Johnny (right) and a friend on the steps at school 
Our English teacher had a party which revealed to me my true calling, which is playing nurse to drunk kids. I was helping them to the toilet all night, holding their heads when they vomited all over me. Such good friends. Not used to drinking. What did I say about masochistic? My best dress--a blue shirtdress--I was wearing that and a silver ankle bracelet Friend had given me--so I had to change into the teacher’s jeans and Friend’s jacket worn sans shirt. The zipper wouldn’t zip on the jeans because the English teacher is very skinny.
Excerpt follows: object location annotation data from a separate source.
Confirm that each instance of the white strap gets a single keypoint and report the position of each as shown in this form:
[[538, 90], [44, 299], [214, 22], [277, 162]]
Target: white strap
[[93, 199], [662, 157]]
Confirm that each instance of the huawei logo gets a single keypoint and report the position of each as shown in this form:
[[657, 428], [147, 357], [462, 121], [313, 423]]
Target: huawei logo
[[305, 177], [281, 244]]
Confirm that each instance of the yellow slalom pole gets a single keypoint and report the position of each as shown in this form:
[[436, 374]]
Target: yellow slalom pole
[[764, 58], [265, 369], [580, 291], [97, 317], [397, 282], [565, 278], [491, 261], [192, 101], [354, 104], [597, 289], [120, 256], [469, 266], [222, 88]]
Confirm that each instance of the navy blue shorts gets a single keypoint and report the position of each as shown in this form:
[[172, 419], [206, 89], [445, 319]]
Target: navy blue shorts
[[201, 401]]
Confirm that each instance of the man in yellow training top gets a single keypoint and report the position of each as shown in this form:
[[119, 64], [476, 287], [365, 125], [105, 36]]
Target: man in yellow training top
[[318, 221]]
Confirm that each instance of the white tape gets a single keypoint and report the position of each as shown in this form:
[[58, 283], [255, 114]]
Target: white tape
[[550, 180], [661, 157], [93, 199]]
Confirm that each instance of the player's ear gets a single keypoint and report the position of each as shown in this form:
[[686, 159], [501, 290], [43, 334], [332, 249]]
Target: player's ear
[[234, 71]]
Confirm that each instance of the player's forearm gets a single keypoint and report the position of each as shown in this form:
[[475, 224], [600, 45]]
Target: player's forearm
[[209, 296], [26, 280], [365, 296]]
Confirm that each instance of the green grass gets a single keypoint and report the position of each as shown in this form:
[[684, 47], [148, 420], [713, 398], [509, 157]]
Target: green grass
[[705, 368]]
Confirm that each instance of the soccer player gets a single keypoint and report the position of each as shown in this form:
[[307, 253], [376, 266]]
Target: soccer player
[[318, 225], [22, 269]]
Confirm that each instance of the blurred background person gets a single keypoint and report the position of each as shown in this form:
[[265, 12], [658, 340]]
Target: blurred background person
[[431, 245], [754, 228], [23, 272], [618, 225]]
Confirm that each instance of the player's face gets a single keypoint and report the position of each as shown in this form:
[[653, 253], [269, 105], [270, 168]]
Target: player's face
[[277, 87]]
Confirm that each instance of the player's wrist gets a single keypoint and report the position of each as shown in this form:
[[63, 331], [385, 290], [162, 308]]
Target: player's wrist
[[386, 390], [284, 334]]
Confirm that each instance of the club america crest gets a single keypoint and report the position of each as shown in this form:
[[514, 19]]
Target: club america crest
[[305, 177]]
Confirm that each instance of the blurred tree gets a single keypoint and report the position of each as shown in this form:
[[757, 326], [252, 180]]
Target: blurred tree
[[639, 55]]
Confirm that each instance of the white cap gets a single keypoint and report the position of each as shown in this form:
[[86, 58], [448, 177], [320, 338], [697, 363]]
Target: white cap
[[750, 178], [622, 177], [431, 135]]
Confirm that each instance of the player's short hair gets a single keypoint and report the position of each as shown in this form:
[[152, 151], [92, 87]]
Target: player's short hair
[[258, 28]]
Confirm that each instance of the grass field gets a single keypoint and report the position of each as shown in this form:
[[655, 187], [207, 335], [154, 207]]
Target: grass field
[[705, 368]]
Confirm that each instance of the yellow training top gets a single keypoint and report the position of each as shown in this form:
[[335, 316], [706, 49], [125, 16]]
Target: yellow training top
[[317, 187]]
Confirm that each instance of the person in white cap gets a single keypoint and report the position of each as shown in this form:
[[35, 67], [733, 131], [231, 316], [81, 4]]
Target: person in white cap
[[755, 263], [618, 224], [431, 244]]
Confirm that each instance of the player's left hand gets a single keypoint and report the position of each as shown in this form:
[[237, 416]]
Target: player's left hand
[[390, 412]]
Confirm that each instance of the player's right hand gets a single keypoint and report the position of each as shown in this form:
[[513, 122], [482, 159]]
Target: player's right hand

Some night. Kriton, Johnny (Friend), and I stayed straight the whole night--we all get brownie points for that. I don’t know if you would like my friends; we are all common and ever so dowdy. If you came here you’d have to get over the cultural shock before becoming a fair judge, and it’s taken me over a year.
Enough of this letter! You must pardon the atrocious English, spelling especially, and WRITE BACK, any sort of letter would do.
Alles Gute und viele Grüsse von deiner Kathy
PS [handwritten in pencil]: I know that when one hasn’t written for a long time it seems as if so much has happened and you could never say it so that you came out a heroine in your story. I often wonder what you’re like now. People change so much in one and three-quarter years, especially if they’re teenagers (I guess we really are OFFICIALLY teenagers now, with all the capricious emotions and faults that the title entails) and I wonder...At any rate, I suppose our paths will one day cross again--that happens, so you hear, and it would be interesting, if I were the analytical sort--to see the growths, prejudices of two people who had the same sort of early environment (but not early early environ.) and education but whose later ones were different. This is some kind of weird digression, nicht wahr? I’ve lost touch with the old homestead--childhood innocence and all that crap--but sometimes it really seems like Utopia. So green and running like crazy kids down to the Potomac all the time. I don’t want to go back--there is so much else to see and I don’t know if I have the time. What are your plans? There is so much that must be done and so little that I can do, I don’t know where to begin.